These are the kinds of “stale ideas”—as our honest narrator Nick Carraway puts it—that this country periodically resurrects, and aren’t we in one such period now?
We don’t see Tom act directly on these beliefs in Gatsby, but we don’t have to. The way he and his allies carry on their everyday lives is just as destructively consequential. Reading the book again, I couldn’t help harping on how rotten this upper-crust crew is. Silly Daisy, her voice “full of money,” who can’t be bothered to give her heart to anything but herself—not her child and not her adolescent love. Her lying friend Jordan, who cheats at golf and glibly coasts through life. Blustery and hypocritical Tom, concerned about Gatsby’s potential unsavory dealings but vulgar enough to break his own mistress’s nose. None of them seem to have worked a day in their lives; they are indeed “careless people.” (Incidentally, also the title of a new tell-all memoir by a former Facebook employee that the company is trying to bury.)

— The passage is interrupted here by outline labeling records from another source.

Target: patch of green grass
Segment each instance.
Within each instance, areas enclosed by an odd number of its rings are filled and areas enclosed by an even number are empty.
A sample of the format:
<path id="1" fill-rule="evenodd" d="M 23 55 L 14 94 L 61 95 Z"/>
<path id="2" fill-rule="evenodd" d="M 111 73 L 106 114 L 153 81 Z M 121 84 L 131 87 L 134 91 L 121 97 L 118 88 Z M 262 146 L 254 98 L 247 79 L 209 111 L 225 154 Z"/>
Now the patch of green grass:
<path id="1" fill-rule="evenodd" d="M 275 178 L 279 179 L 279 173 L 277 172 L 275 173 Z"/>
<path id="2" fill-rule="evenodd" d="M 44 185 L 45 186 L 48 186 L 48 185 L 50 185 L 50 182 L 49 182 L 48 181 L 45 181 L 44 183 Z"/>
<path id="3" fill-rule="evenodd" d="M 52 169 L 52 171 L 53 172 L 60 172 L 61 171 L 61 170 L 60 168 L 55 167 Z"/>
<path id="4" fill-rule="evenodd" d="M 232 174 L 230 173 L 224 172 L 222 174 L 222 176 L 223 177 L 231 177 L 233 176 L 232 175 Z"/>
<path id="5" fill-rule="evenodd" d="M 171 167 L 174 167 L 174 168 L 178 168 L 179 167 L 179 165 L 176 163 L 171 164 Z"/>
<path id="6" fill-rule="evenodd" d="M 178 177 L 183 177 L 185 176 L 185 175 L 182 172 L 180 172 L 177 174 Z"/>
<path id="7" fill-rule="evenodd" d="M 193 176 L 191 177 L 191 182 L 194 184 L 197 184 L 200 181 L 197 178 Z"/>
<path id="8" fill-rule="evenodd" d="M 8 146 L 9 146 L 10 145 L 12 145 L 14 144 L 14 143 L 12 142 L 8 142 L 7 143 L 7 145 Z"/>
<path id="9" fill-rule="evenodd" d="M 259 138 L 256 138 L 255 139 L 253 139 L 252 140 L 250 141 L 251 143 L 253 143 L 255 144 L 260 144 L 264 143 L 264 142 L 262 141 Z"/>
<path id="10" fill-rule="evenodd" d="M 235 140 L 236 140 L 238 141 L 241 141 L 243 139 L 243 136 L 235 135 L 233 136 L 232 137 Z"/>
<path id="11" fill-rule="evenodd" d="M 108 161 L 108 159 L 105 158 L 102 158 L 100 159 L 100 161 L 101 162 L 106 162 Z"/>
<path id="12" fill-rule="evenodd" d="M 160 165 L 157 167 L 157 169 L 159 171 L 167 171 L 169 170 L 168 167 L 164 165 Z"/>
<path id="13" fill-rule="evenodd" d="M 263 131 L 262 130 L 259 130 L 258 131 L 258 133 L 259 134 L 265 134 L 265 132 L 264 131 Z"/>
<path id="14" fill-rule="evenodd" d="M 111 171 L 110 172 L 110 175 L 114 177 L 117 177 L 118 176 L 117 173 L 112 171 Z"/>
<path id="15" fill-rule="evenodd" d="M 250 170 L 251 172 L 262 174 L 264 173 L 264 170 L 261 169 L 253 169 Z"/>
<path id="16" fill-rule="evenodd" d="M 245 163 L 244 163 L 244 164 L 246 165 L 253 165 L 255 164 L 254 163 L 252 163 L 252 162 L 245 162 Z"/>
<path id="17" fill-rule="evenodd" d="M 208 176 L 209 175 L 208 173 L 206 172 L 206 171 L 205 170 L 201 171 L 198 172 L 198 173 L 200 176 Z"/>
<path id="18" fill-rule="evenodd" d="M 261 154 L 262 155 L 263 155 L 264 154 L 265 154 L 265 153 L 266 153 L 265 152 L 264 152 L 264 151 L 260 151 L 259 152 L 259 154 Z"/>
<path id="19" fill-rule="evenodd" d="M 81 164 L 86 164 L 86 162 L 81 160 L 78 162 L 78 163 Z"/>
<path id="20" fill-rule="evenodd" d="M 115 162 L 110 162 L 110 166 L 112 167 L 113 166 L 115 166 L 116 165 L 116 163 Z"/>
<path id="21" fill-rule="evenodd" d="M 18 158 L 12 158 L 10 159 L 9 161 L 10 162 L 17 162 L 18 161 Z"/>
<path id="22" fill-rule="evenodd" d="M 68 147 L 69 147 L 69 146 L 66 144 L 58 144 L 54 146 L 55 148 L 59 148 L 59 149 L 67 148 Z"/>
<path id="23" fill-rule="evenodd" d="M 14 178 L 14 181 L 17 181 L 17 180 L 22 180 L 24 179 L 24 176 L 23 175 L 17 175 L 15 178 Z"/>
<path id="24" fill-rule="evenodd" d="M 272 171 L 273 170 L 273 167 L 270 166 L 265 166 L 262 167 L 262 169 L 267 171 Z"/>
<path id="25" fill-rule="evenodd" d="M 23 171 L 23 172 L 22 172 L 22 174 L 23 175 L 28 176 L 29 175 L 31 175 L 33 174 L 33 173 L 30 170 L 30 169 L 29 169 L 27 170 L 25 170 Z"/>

Clearly people like Tom, Daisy, and Jordan are still prominent among us, nasty American archetypes that we’ve never shed. As Nick sums up: “They smashed up things and creatures and then retreated back into their money or their vast carelessness.” This is the world that Gatsby warns of: one with no solidarity, just avarice and pleasure-seeking. It is a cold and unsettled place, not one we’ll be proud to leave to our hypothetical children. I’m not sure we even have the tools anymore for a writer like Fitzgerald to chronicle this era, let alone narrate it. Perhaps that’s what sends us ceaselessly back to this book, boats against the current, etc., etc. It’s the best we have.